How do you find the vertex and intercepts for #f(x)=3(x-2)^2+1 #?

1 Answer
Dec 15, 2015

Vertex: (2,1)
x-intercepts: None
y-intercept: (0,13)

Explanation:

The quadratic given is already in vertex form, so finding the vertex is relatively simple:

# y = a(x-h)^2 + k -> "Vertex: " (h,k)#

In this case:

#y = 3(x-2)^2 +1 -> "Vertex: " (2,1)#

To find the intercepts, we need to convert to standard form by evaluating the right hand side:

#3(x-2)^2 + 1 = 3(x^2 - 4x + 4) + 1 = 3x^2 -12x + 13#

The y-intercept is simply #(0,c)# where #c# is the constant term. In this case, #c=13# and the y-intercept is #(0,13)#.
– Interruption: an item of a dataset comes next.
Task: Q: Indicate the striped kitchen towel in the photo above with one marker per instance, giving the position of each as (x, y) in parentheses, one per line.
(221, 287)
We can use the quadratic formula to find the x-intercepts:

#x = (-b+- sqrt(b^2-4ac))/(2a)#
#x = (12+-sqrt(12^2 -4(3)(13)))/(2(3))#
#x = (12 +- sqrt(-12))/6#

And here we reach a problem, because the numerator contains an imaginary number (#sqrt(-12)#), meaning that there are no x-intercepts and no real roots to this quadratic (though there are still 2 complex roots).